In: Accounting
International Standard in Auditing 560(ISA560) “Subsequent
Events”, stipulates that some subsequent events will result in
adjusting the financial statements while are non-adjusting.
Required
Explain what makes some events, Adjusting while others Non
adjusting items
II) For each of the following items, assume that the partner is
expressing an opinion on Lafarge’ financial statements for the year
ended December 31, 2018; that he completed fieldwork on January 21,
2019; and that he now is preparing his opinion to accompany the
financial statements. In each item, a subsequent event is
described. This event was disclosed to the partner either in
connection with his review of subsequent events or after the date
on which the auditor has obtained sufficient appropriate audit
evidence. Each of the five items is independent of the other.
1. A large account receivable from KCM (material to financial
statement presentation) was considered fully collectible at
December 31, 2018. However KCM has been put under liquidation so,
it is unlikely that the account will be paid.
2. The tax court ruled in favour of the company on January 25,
2019. Litigation involved deductions claimed on the 2012 and 2013
tax returns. In accrued taxes payable, Lafarge had provided for the
full amount of the potential disallowances. The Zambia Revenue
Authority will not appeal the tax court’s ruling.

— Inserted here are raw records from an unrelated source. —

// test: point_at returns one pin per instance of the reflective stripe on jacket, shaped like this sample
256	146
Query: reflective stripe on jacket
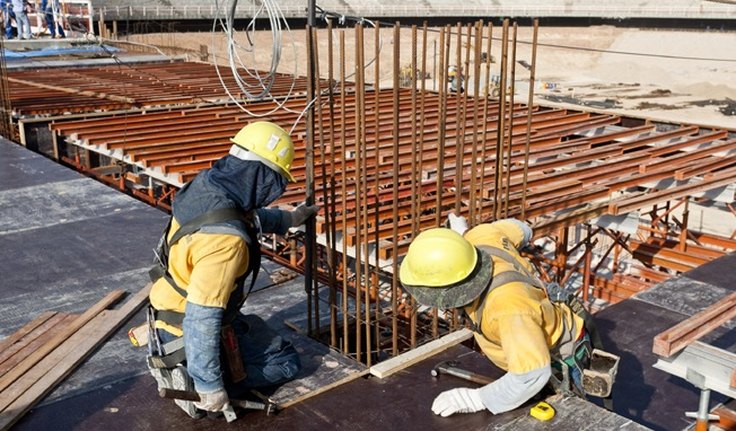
520	324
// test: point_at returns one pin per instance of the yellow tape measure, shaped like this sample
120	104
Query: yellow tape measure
542	411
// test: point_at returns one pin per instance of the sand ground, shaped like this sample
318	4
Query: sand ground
669	75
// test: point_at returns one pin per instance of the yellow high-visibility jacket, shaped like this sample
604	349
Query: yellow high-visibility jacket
206	264
520	325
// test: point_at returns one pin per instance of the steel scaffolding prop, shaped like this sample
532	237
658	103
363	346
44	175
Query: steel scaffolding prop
389	161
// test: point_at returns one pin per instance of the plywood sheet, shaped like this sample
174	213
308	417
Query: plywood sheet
685	295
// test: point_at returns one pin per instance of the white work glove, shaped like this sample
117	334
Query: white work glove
457	223
458	400
301	213
212	401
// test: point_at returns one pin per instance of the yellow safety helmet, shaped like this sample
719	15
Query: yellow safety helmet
442	269
267	143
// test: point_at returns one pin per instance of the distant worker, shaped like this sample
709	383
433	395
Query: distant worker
21	19
208	250
516	325
6	7
54	22
455	79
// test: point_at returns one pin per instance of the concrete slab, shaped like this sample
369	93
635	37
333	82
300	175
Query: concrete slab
67	241
641	393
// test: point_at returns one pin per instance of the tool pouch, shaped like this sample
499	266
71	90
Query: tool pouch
231	354
598	378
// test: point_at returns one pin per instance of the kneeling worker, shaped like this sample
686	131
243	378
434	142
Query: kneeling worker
516	325
200	341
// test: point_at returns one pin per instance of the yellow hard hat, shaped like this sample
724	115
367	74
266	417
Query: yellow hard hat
267	143
442	269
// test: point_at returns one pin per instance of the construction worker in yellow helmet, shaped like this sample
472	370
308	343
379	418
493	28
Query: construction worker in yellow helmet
208	259
481	272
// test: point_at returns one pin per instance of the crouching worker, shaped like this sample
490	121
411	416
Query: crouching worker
516	325
200	341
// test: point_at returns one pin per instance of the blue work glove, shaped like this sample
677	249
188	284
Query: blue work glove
215	401
301	213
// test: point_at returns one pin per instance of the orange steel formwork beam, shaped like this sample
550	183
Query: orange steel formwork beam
395	161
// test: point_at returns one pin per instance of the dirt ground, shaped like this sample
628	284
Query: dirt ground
670	75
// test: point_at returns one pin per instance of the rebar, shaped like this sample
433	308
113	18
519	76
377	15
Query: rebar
529	105
330	212
318	103
512	91
343	194
358	198
395	255
310	239
501	129
486	95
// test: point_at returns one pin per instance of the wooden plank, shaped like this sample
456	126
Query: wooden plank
320	390
398	363
679	336
28	363
40	331
57	365
26	329
34	341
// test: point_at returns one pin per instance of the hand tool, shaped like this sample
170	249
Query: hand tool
450	368
269	407
542	411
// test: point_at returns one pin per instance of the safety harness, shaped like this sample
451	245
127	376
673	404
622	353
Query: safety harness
173	353
521	274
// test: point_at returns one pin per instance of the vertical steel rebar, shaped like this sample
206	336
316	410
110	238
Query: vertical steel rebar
309	239
530	105
423	93
460	120
512	90
6	116
415	200
363	183
476	107
441	124
376	201
394	215
330	209
445	56
486	103
501	132
318	107
343	197
358	169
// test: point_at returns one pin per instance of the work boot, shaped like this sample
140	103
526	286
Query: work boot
181	381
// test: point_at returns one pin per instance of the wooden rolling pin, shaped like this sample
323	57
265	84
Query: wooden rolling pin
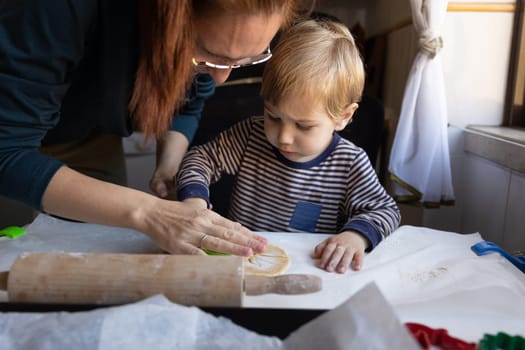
88	278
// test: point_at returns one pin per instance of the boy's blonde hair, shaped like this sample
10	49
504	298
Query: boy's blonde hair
317	61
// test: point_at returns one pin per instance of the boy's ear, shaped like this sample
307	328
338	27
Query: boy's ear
346	117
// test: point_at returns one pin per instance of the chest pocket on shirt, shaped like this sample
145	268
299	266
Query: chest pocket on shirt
305	216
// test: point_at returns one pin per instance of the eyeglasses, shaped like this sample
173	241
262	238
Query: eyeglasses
243	62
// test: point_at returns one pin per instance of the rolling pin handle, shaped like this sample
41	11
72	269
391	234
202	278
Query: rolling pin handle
3	280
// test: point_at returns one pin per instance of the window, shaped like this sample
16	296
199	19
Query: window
514	103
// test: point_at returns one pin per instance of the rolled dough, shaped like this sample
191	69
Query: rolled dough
272	262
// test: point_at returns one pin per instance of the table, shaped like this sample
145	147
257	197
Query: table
428	276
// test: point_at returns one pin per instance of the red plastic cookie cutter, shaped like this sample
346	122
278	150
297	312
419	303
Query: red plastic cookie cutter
430	338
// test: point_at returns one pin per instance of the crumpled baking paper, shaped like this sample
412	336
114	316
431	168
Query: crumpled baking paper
365	321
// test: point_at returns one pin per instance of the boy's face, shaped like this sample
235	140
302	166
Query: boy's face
299	130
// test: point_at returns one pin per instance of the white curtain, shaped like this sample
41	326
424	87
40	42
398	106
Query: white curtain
419	160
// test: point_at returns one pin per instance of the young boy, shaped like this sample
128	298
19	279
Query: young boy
293	172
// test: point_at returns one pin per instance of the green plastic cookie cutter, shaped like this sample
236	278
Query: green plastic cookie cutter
501	341
12	232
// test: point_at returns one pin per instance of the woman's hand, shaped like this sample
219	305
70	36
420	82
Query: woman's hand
183	228
341	251
170	151
175	226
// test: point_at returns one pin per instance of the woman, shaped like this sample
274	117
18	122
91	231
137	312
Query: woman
78	75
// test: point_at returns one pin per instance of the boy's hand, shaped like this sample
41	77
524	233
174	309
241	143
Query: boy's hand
339	252
196	202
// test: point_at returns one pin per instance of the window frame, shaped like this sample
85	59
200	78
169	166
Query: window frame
514	110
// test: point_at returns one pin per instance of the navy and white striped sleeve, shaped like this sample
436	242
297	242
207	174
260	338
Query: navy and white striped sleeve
205	164
372	211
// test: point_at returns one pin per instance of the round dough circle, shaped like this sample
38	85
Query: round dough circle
272	262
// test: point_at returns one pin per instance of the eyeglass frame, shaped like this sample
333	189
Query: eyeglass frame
243	62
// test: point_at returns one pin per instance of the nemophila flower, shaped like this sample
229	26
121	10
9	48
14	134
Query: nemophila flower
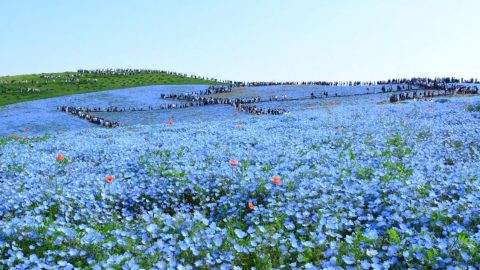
276	180
109	179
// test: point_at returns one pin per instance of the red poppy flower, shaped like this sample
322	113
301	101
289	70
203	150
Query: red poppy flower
109	179
276	180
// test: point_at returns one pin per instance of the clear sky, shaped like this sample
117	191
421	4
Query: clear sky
245	39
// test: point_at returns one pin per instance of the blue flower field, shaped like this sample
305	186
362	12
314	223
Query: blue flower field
350	184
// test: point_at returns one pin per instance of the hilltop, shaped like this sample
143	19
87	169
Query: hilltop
20	88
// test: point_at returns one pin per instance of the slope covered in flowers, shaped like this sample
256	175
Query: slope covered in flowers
352	185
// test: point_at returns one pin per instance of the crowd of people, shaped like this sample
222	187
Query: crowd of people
83	114
253	109
448	91
133	71
193	96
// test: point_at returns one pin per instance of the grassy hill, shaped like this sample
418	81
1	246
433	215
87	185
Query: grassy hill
20	88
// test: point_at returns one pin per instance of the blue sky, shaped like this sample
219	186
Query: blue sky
245	39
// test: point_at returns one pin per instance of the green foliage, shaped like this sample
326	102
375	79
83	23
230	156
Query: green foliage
393	237
15	90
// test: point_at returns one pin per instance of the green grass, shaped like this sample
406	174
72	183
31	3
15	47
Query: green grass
10	85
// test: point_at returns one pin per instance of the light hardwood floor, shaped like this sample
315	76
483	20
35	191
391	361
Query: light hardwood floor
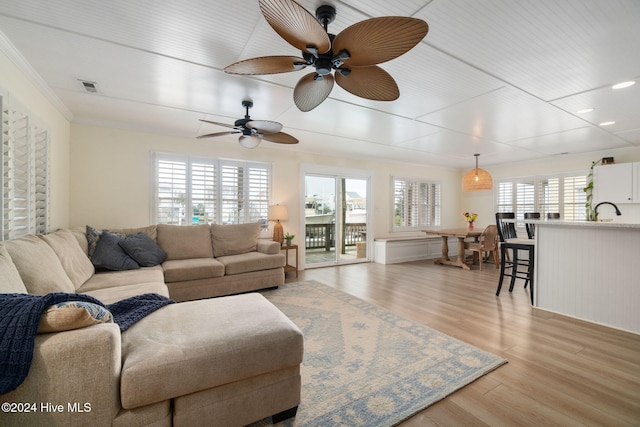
560	371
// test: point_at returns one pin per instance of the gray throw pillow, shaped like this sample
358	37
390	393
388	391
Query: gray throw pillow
108	254
143	249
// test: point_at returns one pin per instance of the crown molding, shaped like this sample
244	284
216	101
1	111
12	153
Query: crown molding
16	57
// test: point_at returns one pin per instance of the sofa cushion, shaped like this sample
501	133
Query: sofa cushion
110	256
113	279
69	315
233	239
11	282
143	249
269	247
93	234
111	295
38	265
185	241
179	270
229	339
251	261
73	259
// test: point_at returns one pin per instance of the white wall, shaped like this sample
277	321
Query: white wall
111	176
22	89
482	202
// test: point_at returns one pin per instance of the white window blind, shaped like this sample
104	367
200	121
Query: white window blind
193	190
24	173
563	194
416	204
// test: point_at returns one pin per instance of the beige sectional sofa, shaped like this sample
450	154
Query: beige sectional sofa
222	361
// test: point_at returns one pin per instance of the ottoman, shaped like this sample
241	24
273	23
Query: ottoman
224	361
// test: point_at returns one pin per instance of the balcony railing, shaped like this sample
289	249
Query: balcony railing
319	236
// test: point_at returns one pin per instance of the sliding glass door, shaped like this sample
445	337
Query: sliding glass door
335	219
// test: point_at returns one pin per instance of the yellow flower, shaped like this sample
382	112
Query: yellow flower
469	216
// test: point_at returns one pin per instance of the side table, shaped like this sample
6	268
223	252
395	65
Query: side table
287	265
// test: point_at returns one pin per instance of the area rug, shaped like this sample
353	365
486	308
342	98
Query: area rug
366	366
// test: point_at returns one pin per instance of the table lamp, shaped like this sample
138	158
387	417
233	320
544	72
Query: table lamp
278	213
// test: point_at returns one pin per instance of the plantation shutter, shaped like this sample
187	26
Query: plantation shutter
416	204
505	197
171	194
399	205
549	196
23	173
7	200
525	198
562	194
40	188
259	189
192	190
203	192
232	178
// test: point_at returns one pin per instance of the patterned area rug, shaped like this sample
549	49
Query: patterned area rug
366	366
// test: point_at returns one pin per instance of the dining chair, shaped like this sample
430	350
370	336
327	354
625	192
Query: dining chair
517	267
487	244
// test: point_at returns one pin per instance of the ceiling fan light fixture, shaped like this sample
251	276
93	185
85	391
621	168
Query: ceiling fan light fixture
477	179
249	141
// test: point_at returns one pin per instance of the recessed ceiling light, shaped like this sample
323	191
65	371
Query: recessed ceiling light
623	84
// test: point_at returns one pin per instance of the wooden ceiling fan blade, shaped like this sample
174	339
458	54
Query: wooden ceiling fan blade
211	135
378	40
295	24
266	65
218	123
264	126
309	92
370	83
280	138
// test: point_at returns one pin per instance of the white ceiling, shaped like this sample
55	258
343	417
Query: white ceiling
503	78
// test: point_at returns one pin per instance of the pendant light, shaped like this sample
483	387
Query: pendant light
477	179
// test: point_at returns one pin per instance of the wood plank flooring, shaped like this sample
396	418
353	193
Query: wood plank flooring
561	371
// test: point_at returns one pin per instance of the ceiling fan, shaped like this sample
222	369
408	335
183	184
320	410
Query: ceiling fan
253	131
353	54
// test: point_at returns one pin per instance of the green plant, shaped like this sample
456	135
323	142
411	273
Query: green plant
589	210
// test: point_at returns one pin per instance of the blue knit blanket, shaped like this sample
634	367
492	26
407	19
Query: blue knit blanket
20	315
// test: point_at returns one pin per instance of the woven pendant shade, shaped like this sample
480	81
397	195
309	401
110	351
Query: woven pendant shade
477	179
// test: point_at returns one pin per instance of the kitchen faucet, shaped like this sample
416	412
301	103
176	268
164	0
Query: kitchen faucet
607	203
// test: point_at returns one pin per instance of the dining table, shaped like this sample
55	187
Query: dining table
461	234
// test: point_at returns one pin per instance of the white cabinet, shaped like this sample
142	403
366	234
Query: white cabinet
616	183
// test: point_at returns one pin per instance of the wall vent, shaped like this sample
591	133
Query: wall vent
90	87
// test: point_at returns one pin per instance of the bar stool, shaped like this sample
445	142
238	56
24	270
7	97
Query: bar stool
531	228
517	268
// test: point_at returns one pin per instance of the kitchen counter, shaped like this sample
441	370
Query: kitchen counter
589	270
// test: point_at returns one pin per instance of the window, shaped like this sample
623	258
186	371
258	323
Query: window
416	204
194	190
24	173
558	193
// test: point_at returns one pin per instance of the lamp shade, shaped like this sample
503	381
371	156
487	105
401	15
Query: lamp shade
278	213
477	179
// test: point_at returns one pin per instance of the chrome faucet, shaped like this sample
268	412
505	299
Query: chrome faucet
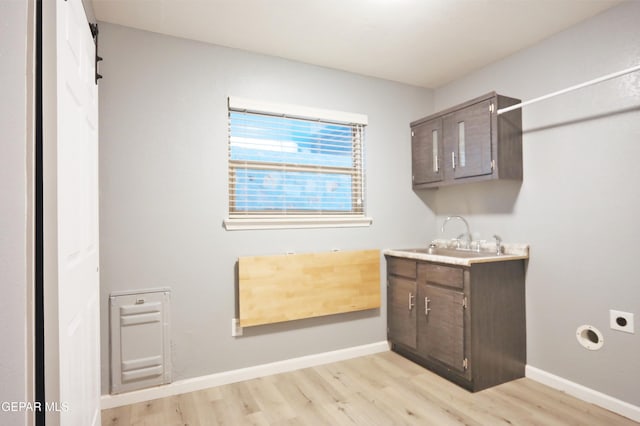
468	235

3. Lafarge’s Manufacturing Division, whose assets constituted 45
percent of total assets at December 31, 2018, was sold on February
1, 2019. The new owner assumed the bonded indebtedness associated
with this property.
4. On January 15, 2019, BDO, a major investment adviser, issued a
negative report on Lafarge’s long-term prospects. The market price
of Lafarge’s common stock subsequently declined by 40
percent.
5. At its January 5, 2019, meeting, Lafarge’s board of directors
voted to increase substantially the advertising budget for the
coming year and authorized a change in advertising agencies.
Required
Describe the effect, any of each of the following subsequent events
will have on December, 31, 2018 financial statement further
describe the audit tests that the auditor should do. (You may
present the answers in the following format)
Item Number
Effect on the financial Statement
Audit Test
1.
2.
3.
4
5.
Adjusting events are those events that were present at the balance sheet date. These events needs to be adjusted in the financial statements.
Non-adjusting events are those events which were not present at the balance sheet. These events does not affect the financial statements. If they are material then they needs to be disclosed in the financial statements.
Items
(1) KCM balance was their at the balance sheet date, hence it is an adjusting event. Since KCM is now under liquidation, provision needs to be created against the balance of KCM.
Auditor should assess the credit risk and ask the management to provide adequate impairment on balance of KCM. After provision accuracy and disclosure of provision in financial statements needs to be ensured.
(2) The case was present at balance sheet date and hence it is also an adjusting event. The tax liability is no more payable to the government and should be reversed in the financial statements.
Auditor should record the responses of attorney for this case. If this is favorable as opined by the attorney, then accrued tax liability should be reversed.
(3) Sale took place after the balance sheet and there was no binding commitment for the sale before the year end. So it is a non-adjusting event. Since the event is material, the Company should make proper disclosure about the transaction and so the assets as assets held for sale in the balance sheet as required by IFRS 5.
Auditor should ensure proper disclosure of above non-adjusting event in the financial statements. Further assets under held for sale needs to be disclosed on the face of balance sheet. Auditor should further identify the assets and liabilities which should be sold by the Company for computing impairment losses.
(4) Non-adjusting event as change in market price does not have accounting effect in the books of the Company.
Auditor should ensure the value of collateral given to the banks. Compliance of debt covenants needs to be ensured by the auditors.
(5) This is not an event which requires any adjustment in the financial statement. Budgets are not included in the financial statements.
No procedures needs to be performed by the auditor for the FY 2019.